Beautiful birds, whether they're in flight or on the ground. 
Thank you for posting the link.

Cindy


----------



## re lee

Nuns today are used more for show rather then to fly them. They raise there young Ok Price goes on quality and breeder. They do come is several colors And are good looking birds. Pigeon keeping goes with what type of pigeon a person likes to have. So many to choose from


----------



## becege

*Nuns*

The birds that I spoke about were my wife's pets. They were terrible breeders and parents. However they were good pets She would hold them on her lap and pet them and they would seem to fall asleep. These birds had feathers extending over their eyes like overgrown eyebrows. This affected their ability to see and fly of course. She just had bad stock. This can apply to any breed. I have had breeds with cock birds that were very disruptive and had terrible personalities. They had to go of course since they were disrupting the whole pigeon community. The nuns we had had pleasant personalities and minded their own business and were not trouble makers. We did like their markings. That is why we got them. I don't know what they cost now. There were quite a few shown at the national in Des Moines recently. There were two cocks in the sale section that didn't sell and the owner gave them away. You might contact Stan Ryan of New York. He is the premier nun man and could help you find some at a reasonable price. Finally one more thing that I remember is that my wife use to hold the hen bird in her lap and the cock bird, her mate, would just go crazy trying to land on her and get his wife back. They were tame birds, you could grab them easily, and they did make good pets.


----------



## warriec

hello,

i am writing from sri lanka, what are the prices from nuns in your countries. they cost about USD 50 here for a good pair. yes nuns are difficult breeders but i've found out that out of 20 or so pairs that you will get 1 very good breeding pair. also you can try pairing a older hen to a younger cock, the fertality and mortality improves greatly. most nuns in my country are inbred as there are few breeders breeding them, others just keep them coz they look good or have given up the idea of breeding. i have 2 breeding pairs, 1 pair have 2 chicks about 7 days old & they are rather small compared to the young of other age, poor feeders and the other pair has eggs due to hatch next week.
what most breeders do in sri lanka is that they keep a flock of homers for fostering good breeds such as nuns. nun has 1 round and the 2nd and 3td round of eggs is fostered out to the homers. it works well and the only draw back is that you will need about 4 pairs of homers for each nun pair and you need to maintain careful record of all. homers are cheap in my country about USD 10 or a good breeding pair.
another small thing about nuns, each bird or pair has there own personality. some like a loft and some like individual cages where they don't see other pigeons. try this and see. this is how i got my breeders happy enough to breed.


----------



## Iceland

warriec said:


> hello,
> 
> i am writing from sri lanka, what are the prices from nuns in your countries. they cost about USD 50 here for a good pair.

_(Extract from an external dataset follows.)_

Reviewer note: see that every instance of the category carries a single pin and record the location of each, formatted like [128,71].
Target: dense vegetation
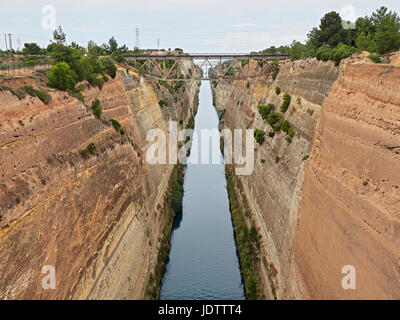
[378,33]
[175,193]
[247,239]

Hi ! Here in Iceland the cost about USD 150 for very good pair of nuns.
10.000 ISL KR


----------



## Birdmom4ever

Well, I'm _very_ late to this thread, but I do have some experience with nuns. We bought our first pair at a show three years ago and have raised just a few. 

Some are better parents than others, but yes, I've noticed they are a little sketchy about sitting on their nest. It's probably best to breed them in individual breeding pens where other pigeons won't bother them. 

For personality and looks, I love nuns. One of my hens knows her name and comes when I call her even though she has a mate. They are calm, curious and friendly. 

Good nuns are expensive here, too, about $200 a pair for nice ones.


----------